Train a CNN (choose number of epochs and other hyper-params running without --all):

$ ./train.py checkpoint-folder --all --hps dice_loss=10,n_epochs=70

Make submission file (check hyperparameters doing a submission for the model trained with validation by running with --validation *value* and optionally --valid-polygons):

$ ./make_submission.py checkpoint-folder submission.csv.gz

Finally, use ./merge_submission.py to produce the final submission.

This just gives a general idea, real submissions were generated with different hyperparameters for different classes, and all above commands have more options that are documented in the commands themselves (use --help, check the code if in doubt).

Owner
Konstantin Lopuhin
Konstantin Lopuhin
A lightweight library to compare different PyTorch implementations of the same network architecture.

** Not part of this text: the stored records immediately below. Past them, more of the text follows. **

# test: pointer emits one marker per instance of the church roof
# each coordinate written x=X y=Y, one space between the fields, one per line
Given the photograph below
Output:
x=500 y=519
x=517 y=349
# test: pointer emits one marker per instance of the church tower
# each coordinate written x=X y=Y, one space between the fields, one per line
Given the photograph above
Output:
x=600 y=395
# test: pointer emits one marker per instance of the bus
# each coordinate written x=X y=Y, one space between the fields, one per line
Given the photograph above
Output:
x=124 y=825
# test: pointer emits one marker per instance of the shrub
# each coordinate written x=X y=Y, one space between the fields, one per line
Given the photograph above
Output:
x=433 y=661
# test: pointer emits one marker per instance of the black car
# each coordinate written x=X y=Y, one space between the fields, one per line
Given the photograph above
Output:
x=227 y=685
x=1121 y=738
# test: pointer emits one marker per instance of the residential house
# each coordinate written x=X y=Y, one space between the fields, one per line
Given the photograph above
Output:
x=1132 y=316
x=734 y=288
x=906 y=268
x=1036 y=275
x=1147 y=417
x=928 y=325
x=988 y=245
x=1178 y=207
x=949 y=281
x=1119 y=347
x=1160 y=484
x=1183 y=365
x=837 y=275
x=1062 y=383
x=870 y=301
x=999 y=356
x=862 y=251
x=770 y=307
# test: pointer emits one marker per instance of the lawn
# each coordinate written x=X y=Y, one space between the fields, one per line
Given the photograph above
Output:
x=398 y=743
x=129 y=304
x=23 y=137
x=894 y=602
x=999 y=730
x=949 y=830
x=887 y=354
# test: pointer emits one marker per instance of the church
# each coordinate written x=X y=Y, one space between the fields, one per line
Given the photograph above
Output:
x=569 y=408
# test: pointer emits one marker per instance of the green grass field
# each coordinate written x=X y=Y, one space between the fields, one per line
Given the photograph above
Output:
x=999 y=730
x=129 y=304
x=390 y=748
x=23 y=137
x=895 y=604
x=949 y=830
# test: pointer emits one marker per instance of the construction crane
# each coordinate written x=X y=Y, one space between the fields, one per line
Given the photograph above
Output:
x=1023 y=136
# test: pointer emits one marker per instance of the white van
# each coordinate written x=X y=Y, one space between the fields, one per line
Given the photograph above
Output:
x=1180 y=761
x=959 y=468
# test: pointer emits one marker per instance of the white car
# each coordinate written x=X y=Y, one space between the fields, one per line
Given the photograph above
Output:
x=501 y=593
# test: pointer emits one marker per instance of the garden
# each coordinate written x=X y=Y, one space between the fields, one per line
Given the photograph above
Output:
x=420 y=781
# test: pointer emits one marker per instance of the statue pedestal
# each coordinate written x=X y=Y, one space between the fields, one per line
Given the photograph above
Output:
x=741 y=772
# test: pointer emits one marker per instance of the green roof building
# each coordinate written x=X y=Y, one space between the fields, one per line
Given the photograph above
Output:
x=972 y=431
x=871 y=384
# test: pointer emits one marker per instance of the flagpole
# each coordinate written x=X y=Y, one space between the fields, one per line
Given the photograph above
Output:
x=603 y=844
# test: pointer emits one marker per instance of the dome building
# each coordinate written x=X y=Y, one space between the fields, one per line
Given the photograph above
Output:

TorchBug is a lightweight library designed to compare two PyTorch implementations of the same network architecture. It allows you to count, and compar

Arjun Krishnakumar 5 Jan 02, 2023
[ICLR'21] FedBN: Federated Learning on Non-IID Features via Local Batch Normalization

FedBN: Federated Learning on Non-IID Features via Local Batch Normalization This is the PyTorch implemention of our paper FedBN: Federated Learning on

<a href=[email protected]"> 156 Dec 15, 2022
Deep Learning for Time Series Forecasting.

nixtlats:Deep Learning for Time Series Forecasting [nikstla] (noun, nahuatl) Period of time. State-of-the-art time series forecasting for pytorch. Nix

Nixtla 5 Dec 06, 2022
Neural Surface Maps

Neural Surface Maps Official implementation of Neural Surface Maps - Luca Morreale, Noam Aigerman, Vladimir Kim, Niloy J. Mitra [Paper] [Project Page]

Luca Morreale 49 Dec 13, 2022
Opinionated code formatter, just like Python's black code formatter but for Beancount

beancount-black Opinionated code formatter, just like Python's black code formatter but for Beancount Try it out online here Features MIT licensed - b

Launch Platform 16 Oct 11, 2022
Code for models used in Bashiri et al., "A Flow-based latent state generative model of neural population responses to natural images".

A Flow-based latent state generative model of neural population responses to natural images Code for "A Flow-based latent state generative model of ne

Sinz Lab 5 Aug 26, 2022
This is the official pytorch implementation of AutoDebias, an automatic debiasing method for recommendation.

AutoDebias This is the official pytorch implementation of AutoDebias, a debiasing method for recommendation system. AutoDebias is proposed in the pape

Dong Hande 77 Nov 25, 2022
Yolact-keras实例分割模型在keras当中的实现

Yolact-keras实例分割模型在keras当中的实现 目录 性能情况 Performance 所需环境 Environment 文件下载 Download 训练步骤 How2train 预测步骤 How2predict 评估步骤 How2eval 参考资料 Reference 性能情况 训练数

Bubbliiiing 11 Dec 26, 2022
Code for paper: Towards Tokenized Human Dynamics Representation

Video Tokneization Codebase for video tokenization, based on our paper Towards Tokenized Human Dynamics Representation. Prerequisites (tested under Py

Kenneth Li 20 May 31, 2022
Official repository for "Restormer: Efficient Transformer for High-Resolution Image Restoration". SOTA for motion deblurring, image deraining, denoising (Gaussian/real data), and defocus deblurring.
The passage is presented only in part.